13 Sep 2017
Coal will remain the mainstay fuel for power generation in India in the next two decades despite stiff competition from rapid capacity additions of renewable energy, an official at state-owned Coal India said Tuesday.
Thermal coal, which accounts for about 55% of India's electricity generation, will still account for 48%-54% going up to 2040, even as the country embarks on an ambitious plan to add huge renewable energy capacity, Director of Marketing at Coal India, S N Prasad, said at the Indian Coal Markets Conference in Kolkota.
Coal India was on track to achieve its production target of 1 billion mt by 2019, Prasad said, adding that higher domestic output has saw imports of seaborne cargoes fall 19% year on year in its India's 2016-2017 fiscal year.
"Renewables will definitely pose competition to thermal coal beyond 2020," he said.
Domestic thermal coal supply also faced challenges such as coal quality improvements and improved logistics, Prasad said.
The government has been expediting construction of three railway lines in the eastern states of Chhattisgarh, Jharkhand and Odisha to improve coal transport between mine mouths and power plants.
"The opening up of the railway lines will unlock at least 170 million mt of coal stocks," Prasad said.

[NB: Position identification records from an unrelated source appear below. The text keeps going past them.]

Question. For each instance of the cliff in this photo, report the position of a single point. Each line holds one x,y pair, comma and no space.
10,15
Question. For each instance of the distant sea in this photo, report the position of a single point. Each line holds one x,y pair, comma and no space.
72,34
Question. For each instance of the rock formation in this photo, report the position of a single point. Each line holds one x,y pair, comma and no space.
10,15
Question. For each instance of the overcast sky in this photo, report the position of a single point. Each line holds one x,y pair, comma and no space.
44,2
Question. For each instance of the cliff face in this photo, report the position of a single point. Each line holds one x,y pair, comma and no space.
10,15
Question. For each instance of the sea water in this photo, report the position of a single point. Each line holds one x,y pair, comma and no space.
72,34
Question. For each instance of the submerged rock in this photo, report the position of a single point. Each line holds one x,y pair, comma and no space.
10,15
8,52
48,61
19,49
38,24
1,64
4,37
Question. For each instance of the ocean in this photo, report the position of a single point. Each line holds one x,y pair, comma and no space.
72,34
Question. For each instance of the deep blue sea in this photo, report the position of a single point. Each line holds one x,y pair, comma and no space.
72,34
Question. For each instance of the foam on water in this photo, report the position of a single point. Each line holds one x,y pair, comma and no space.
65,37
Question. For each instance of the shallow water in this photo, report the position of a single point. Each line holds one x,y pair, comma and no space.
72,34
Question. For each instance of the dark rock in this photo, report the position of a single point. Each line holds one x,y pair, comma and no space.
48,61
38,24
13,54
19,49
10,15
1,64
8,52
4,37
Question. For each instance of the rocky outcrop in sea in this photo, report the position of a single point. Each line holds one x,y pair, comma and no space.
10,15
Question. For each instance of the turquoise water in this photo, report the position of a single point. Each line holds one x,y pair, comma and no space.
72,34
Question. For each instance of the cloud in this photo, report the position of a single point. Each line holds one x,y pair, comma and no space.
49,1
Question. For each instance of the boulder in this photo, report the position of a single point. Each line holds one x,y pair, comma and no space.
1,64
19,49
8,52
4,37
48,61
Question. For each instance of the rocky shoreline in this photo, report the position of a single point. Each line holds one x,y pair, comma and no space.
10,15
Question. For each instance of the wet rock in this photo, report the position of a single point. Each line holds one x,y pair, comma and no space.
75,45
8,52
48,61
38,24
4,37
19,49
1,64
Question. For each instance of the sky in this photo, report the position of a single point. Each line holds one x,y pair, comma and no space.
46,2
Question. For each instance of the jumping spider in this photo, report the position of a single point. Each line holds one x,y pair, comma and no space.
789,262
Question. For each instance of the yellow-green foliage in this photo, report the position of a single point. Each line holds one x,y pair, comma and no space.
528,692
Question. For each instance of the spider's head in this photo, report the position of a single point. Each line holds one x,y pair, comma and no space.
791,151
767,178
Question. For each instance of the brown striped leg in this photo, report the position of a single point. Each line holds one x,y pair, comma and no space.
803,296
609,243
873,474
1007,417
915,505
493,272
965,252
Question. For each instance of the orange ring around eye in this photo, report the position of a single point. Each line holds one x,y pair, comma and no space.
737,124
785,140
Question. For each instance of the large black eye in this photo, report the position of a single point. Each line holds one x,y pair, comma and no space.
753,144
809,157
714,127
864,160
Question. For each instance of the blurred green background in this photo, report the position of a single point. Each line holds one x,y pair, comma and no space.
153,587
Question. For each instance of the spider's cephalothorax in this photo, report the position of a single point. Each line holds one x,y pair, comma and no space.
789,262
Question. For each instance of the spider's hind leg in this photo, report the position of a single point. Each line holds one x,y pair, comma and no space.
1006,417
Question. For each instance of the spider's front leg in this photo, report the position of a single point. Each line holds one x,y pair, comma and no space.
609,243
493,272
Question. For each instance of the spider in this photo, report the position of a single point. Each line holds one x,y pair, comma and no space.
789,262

In the next two or three years, several coal washeries will be set up to improve the quality of at least 75 million mt of thermal coal and 48 million mt of coking coal, he said.
Coal India is also looking to diversify from the coal business to other segments like fertilizers and solar power generation, Prasad said.
India has set itself a target of adding 175 GW of renewable energy by 2020, of which solar was expected to account for 100 GW, he said, adding Coal India will be a part of the consortium planning to install about 20 GW of solar power in the next three or four years.
Prasad also said the company, which supplies about 80% of India's coal requirements, was proposing to diversify into iron ore or bauxite mining in coming years, with plans to mine copper overseas as well.
There are no concrete proposals yet, he said. "With our own mining efforts, the country can easily save $4 billion per year in import costs."